Rational Drug Design and Inhibitory Potential of Class II Bacteriocins: Novel Strategies for Mitigating Antibiotic Resistance

Context: Since their commercial usage in the early 20th century, antibiotics have been a transformative force in the management of infectious diseases, substantially lowering mortality rates globally. However, misuse and a concomitant decrease in the production of novel antibiotics have led to an escalating crisis of antimicrobial resistance (AMR). Given this looming crisis, the development of innovative antimicrobial strategies is a necessity for the preservation of global health. 

Objective: This thesis leverages a dual approach to combat the rising tide of AMR: first, by examining the evolutionary trajectory and collateral sensitivity patterns of the widely distributed antibiotic resistance gene: blaCTX-M-15 gene to inform the creation of effective drug combinations; second, by comprehensively delineating the role of class II bacteriocins within the context of gut microbiota, with a view towards unearthing their potential as novel antimicrobial agents and gut modulators.

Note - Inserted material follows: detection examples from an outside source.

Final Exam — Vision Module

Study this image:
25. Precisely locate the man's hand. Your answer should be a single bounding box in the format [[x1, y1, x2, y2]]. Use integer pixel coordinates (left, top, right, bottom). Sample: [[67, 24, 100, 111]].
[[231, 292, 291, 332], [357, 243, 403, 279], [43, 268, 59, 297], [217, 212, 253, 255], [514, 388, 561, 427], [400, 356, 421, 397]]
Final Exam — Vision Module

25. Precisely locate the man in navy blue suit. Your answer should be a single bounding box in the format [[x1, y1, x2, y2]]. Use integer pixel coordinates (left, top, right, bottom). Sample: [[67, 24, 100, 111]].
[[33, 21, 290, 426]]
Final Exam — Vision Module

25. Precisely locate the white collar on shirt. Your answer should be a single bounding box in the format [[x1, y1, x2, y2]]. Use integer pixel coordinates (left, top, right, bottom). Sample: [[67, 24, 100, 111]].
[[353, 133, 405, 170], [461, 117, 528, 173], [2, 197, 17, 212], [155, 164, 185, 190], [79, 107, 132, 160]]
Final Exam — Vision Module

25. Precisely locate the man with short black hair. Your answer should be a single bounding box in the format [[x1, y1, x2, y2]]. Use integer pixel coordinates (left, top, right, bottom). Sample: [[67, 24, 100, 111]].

Methodology: Escherichia coli was employed as a vector to express mutational variants of the blaCTX-M-15 gene. These variants were subsequently subjected to drug testing, followed by amplicon sequencing of selected clones. Further, 75 distinct class II bacteriocins were heterologously expressed in E. coli and tested against a diverse collection of 49 representative human gut microorganisms, which included 21 pathogenic species. Selected bacteriocins were additionally evaluated in a complex gut microbiome environment in an ex vivo study using murine feces. Finally, the possibility to utilize bacteriocin delivery in a heterologous host to modulate the intestinal microbiota was assessed in vivo.

Findings: Our studies discerned that co-administration of the antibiotics mecillinam and cefotaxime, currently utilized to treat urinary tract infections, could inhibit the resistance development of the blaCTX-M-15 gene, a finding corroborated in a mouse model. Moreover,  heterologously expressed bacteriocins displayed selective inhibitory activity against clinically significant species such as Enterococcus faecalis, Bacteroides vulgatus, Eubacterium rectale, and Collinsella aerofaciens, in vitro. Furthermore, the bacteriocins actifencin and Bacteroidetocin A demonstrated the capability to suppress the growth of the bacterial genera Lactobacillus and Bacteroides respectively, in an ex vivo study. These significant
findings were not reproducible in vivo. 

Conclusion: The results delineated in this dissertation validate the efficacy of rational drug design in mitigating the evolution of antimicrobial resistance. They further underscore the promising potential of bacteriocins as innovative antimicrobial agents with the capacity for targeted modulation of the gut microbiota.